The FBI statement says the two women’s bodies were found on June 1, 1996, after an extensive search by rangers with the National Park Service after family members reported them missing. 

“In 2021, a new FBI Richmond investigative team was assigned to conduct a methodic review of the case,” the statement says. “FBI special agents, intelligence analysts, and other FBI Richmond employees reassessed hundreds of leads and interviews,” according to the statement. “They spent countless hours to identify and prioritize evidence from the crime scene to retest and submit the items to an accredited private lab.”

It says the lab successfully extracted DNA from several items of evidence and, with help from Virginia State Police, and through the FBI’s Combined DNA Index System a positive DNA match to Jackson was obtained. 

“Those results confirmed we had the right man and finally could tell the victim’s families we know who is responsible for this heinous crime,” Stanley M. Meador, the FBI Richmond special agent in charge, said in the statement. 

“After 28 years, we are now able to say who committed the brutal murders of Lollie Winans and Julie Williams in Shenandoah National Park,” U.S. Attorney Christopher R. Kavanaugh said in the statement. “I want to again extend my condolences to the Winans and Williams families and hope today’s announcement provides some small measure of solace,” he said. 

The FBI statement says Jackson, who died in prison in Cuyahoga County, Ohio, in March 2018, had a lengthy criminal record that included kidnapping, rapes, and assaults.
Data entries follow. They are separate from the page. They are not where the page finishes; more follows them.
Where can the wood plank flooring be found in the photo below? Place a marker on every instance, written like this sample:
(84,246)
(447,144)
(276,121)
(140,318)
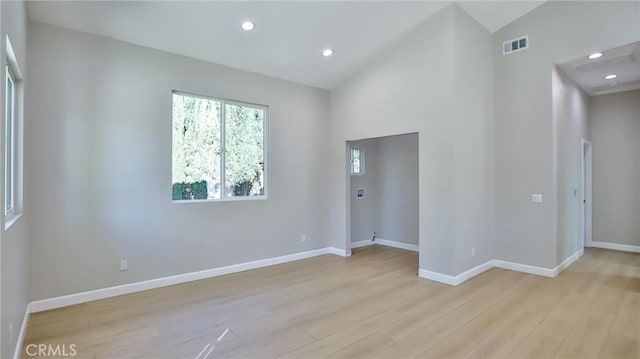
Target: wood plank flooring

It says Jackson worked as a residential painter and “was an avid hiker and was known to visit Shenandoah National Park.”

Walter Leo Jackson, Sr. (Photo courtesy of the FBI)

The FBI has stated in past statements regarding the two women’s murders that it did not have evidence to classify the murders as a hate crime in which Jackson targeted the women because of their sexual orientation. 

Media reports at the time of the murders identified Williams as a native of Minnesota who moved to Vermont, where she helped form a group supportive of LGBTQ people with a Presbyterian church ministry. Winans was a wilderness guide in Michigan and met Williams through an outdoor program in Minnesota called “Woodswomen,” media reports said. 

A report in the Advocate published before the FBI’s identification of Jackson as the man responsible for the women’s murders, said the two women had been dating for about two years before their murders. It reported they had planned to move in together that summer to a home in Huntington, Vt., and that Williams had recently accepted a new job as a geologist at a location near Lake Champlain in Vermont. 

“The FBI will continue to work with law enforcement partners to determine if Jackson is responsible for other unsolved crimes,” the FBI’s June 20 statement says. “Anyone with information on Jackson should call 1-800-CALL FBI or submit it online at tips.fbi.gov,” the statement concludes.